Have you ever seen those videos of the poor kid on the roller coaster and they pass out because they are so scared? Only to wake up screaming because they are still on that terrifying ride? That’s what it’s like. I disappear because life gets too much and come back only to realise that shit has got worse and it’s so hard not to just disappear again. I feel like I’m drowning in an inch of water yet I can’t lift my head up because I’m exhausted.  I’m exhausted. I mean utterly and completely exhausted. I’m so tired of continually fighting my head, of having to think about every. single. little. detail. What did they mean by that? Who is that? I don’t recognise that phone number! They want to talk?! About what?! Are they angry at me? Go through every detail of the conversation. What did I say?! What did they say?! They paused, why did they pause? Is this it? What’s that noise? What’s that pain? I just screwed up again, I knew it! I’m pathetic.
It’s all so utterly exhausting and the worst of it is? It’s not just exhausting for me. I’m like a giant black hole that sucks in everyone around him where no light can escape and everything is always so dark. No matter how much they try and pull me out of this quick sand, I just wriggle in deeper and take them with me.
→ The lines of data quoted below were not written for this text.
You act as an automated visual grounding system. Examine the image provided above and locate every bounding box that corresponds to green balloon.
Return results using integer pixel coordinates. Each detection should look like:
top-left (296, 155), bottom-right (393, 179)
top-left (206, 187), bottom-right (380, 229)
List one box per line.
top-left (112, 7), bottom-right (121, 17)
When it’s dark, I can’t see what’s right in front of me - I can’t see that giant exit sign and my mind fills in the gaps. There is no exit, no one will help me, I’m all alone. It fills it in with whatever crap it has and it ends up just filling it with the scum at the bottom of the barrel because I’ve have used up everything else. It doesn’t stop. It just keeps going and if I stop frantically treading water, I drown. It’s like a cancer, slowly eating me away until there’s nothing left.
It’s like groundhog day from hell. I can’t even escape into the land of nod as when I go to sleep I’m woken up by the continual nightmares until it’s time to get back up and do the whole thing again. There is no rest. To add a bit of variation, my mind sometimes won’t let me sleep because I will ruminate continually until I finally fall into a light doze, exhausted and frustrated and the minute I wake up? BAM. The anxiety is waiting for me with a baseball bat, ready to cripple me for the day ahead.
My mind is a dark place because my eyes are shut. I’m scared and I don’t want to face these demons anymore so I just close my eyes and I curl up into a little ball until they go away but they never do. They continue whispering all of the bad things I’ve ever done, they tell me I’m pathetic and worthless, they highlight every single mistake I’ve ever made. They hold me down and don’t let me get out of bed. It’s always the same never ending cycle and I’m so dammed tired.I want to know what I done to deserve this?  
I’m writing this to remind myself of this moment. I want to remind myself that things can only get better. That I won’t always feel so alone in a crowded room. That I’m loved. I need to keep moving because every time I stop, I start drowning again.